Hong Kong's highest court has freed two young pro-democracy activists on bail pending an appeal of their convictions and jail sentences for leading massive protests in 2014.
The Court of Final Appeal released Joshua Wong and Nathan Law Tuesday after they each posted a cash bail of $6,400. The judge required both Wong and Law to surrender their passports and report to police once a week.
A formal hearing on their appeal will be heard on November 7.
Wong, Law and a third pro-democracy leader, Alex Chow, initially received non-custodial sentences by a lower court last year for storming a courtyard on the grounds of the government's headquarters in September 2014, to demand fully free elections.

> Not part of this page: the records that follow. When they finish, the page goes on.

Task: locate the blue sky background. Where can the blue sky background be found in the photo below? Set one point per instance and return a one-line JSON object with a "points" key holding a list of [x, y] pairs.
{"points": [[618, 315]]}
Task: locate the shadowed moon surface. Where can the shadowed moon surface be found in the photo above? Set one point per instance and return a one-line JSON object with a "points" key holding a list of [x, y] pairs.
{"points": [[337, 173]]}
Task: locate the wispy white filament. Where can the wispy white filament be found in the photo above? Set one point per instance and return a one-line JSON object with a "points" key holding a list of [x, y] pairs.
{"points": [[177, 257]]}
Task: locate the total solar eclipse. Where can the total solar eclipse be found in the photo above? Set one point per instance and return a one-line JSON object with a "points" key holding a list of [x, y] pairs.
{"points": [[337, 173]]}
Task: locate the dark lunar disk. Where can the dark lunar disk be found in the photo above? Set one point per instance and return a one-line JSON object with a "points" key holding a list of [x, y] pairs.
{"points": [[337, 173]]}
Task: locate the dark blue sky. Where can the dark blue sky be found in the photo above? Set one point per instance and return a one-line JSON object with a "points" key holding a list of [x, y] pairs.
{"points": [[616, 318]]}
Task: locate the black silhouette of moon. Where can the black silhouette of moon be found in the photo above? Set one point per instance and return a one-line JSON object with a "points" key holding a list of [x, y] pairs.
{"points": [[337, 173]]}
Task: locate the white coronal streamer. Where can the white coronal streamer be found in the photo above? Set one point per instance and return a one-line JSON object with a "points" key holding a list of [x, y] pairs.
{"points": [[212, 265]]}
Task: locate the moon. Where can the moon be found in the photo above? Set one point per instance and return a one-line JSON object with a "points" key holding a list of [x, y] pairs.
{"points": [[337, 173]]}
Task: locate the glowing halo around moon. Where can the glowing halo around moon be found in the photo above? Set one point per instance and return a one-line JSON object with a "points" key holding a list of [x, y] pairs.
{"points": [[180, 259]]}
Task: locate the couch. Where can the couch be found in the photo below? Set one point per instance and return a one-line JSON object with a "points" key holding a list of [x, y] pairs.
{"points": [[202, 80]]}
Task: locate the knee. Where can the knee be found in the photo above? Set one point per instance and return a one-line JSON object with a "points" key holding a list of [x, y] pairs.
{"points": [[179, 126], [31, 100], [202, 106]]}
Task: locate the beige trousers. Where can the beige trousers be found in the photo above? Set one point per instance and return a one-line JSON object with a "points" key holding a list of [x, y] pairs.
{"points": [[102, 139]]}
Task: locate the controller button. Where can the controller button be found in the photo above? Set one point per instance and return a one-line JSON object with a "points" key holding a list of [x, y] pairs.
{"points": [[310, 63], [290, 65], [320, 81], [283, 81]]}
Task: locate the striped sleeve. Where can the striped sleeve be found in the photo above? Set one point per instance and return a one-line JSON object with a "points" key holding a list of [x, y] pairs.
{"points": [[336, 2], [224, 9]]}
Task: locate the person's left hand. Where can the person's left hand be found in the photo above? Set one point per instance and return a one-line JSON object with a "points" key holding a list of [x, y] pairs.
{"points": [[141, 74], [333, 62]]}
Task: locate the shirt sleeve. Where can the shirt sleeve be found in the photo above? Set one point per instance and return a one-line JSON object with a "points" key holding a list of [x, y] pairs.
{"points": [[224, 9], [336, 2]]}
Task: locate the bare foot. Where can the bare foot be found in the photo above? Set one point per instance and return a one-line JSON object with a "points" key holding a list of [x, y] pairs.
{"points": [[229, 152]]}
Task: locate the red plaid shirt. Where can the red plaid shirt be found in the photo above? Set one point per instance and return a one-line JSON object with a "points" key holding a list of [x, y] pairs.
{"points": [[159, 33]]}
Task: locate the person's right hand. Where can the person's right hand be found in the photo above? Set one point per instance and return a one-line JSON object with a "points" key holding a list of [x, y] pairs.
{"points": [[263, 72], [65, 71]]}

The protest led to the so-called "Umbrella Revolution" that shut down several major highways for more than two months.
But prosecutors successfully convinced the court the original sentences were too lenient during a hearing in August. The 21-year-old Wong was sentenced to six months in jail, 24-year-old Law to eight months, and 27-year-old Chow to a seven-month sentence.
Chow did not apply for bail and remains behind bars.

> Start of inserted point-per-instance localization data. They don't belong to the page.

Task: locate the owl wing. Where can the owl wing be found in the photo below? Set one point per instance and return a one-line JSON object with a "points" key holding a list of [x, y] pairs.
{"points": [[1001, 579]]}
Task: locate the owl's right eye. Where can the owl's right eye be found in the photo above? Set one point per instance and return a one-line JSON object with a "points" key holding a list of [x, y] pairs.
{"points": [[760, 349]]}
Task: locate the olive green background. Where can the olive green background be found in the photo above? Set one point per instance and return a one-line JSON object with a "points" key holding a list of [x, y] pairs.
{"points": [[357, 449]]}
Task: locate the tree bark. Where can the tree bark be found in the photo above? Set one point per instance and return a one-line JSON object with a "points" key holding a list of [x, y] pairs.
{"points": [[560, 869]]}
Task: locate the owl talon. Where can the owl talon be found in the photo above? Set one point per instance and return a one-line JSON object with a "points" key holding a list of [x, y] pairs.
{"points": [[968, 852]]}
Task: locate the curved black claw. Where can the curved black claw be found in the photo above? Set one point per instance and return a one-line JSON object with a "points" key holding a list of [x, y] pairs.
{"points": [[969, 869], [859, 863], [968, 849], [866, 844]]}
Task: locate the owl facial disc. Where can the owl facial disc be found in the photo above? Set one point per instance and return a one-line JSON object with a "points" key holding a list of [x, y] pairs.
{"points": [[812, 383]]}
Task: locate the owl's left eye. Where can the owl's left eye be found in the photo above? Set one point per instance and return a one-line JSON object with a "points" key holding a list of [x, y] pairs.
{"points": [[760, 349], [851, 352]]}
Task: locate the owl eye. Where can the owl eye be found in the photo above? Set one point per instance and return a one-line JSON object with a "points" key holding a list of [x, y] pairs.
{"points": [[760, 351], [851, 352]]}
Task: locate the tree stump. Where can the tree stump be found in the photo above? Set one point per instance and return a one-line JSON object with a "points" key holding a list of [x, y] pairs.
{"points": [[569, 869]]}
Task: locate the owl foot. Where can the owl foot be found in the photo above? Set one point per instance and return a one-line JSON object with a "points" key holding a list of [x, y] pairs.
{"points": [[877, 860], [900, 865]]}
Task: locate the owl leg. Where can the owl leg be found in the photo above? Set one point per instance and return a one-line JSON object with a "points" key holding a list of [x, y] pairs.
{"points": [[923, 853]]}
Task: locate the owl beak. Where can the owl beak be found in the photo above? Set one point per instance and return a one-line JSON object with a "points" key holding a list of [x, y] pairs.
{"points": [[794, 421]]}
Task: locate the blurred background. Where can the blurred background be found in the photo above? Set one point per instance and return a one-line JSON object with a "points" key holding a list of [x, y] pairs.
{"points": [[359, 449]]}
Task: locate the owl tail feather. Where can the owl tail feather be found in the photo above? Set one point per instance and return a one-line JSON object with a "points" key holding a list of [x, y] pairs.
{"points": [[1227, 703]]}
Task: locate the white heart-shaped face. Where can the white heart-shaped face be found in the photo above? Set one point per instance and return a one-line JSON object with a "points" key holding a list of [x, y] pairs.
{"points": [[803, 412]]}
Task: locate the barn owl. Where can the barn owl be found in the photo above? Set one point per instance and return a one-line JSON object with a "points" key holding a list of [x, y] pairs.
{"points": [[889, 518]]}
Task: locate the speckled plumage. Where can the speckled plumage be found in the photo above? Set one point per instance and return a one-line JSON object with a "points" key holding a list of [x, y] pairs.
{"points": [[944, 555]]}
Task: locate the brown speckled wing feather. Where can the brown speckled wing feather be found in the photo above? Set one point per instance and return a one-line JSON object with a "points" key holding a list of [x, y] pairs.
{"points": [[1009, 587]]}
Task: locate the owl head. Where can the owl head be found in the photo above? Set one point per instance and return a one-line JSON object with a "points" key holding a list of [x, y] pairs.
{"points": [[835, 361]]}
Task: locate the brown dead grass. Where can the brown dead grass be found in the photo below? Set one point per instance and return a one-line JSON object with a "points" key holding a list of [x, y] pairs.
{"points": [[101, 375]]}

Law was elected to the Hong Kong legislature last year, but he and several other pro-democracy lawmakers were disqualified from office last month for inserting protests into their oaths of office. Because he was sentenced to jail for more than three months, he is legally barred from running for parliament again for five years.
Hong Kong enjoys numerous freedoms under the 1997 deal that handed the city back to China from British rule, although Beijing maintains a close watch on it.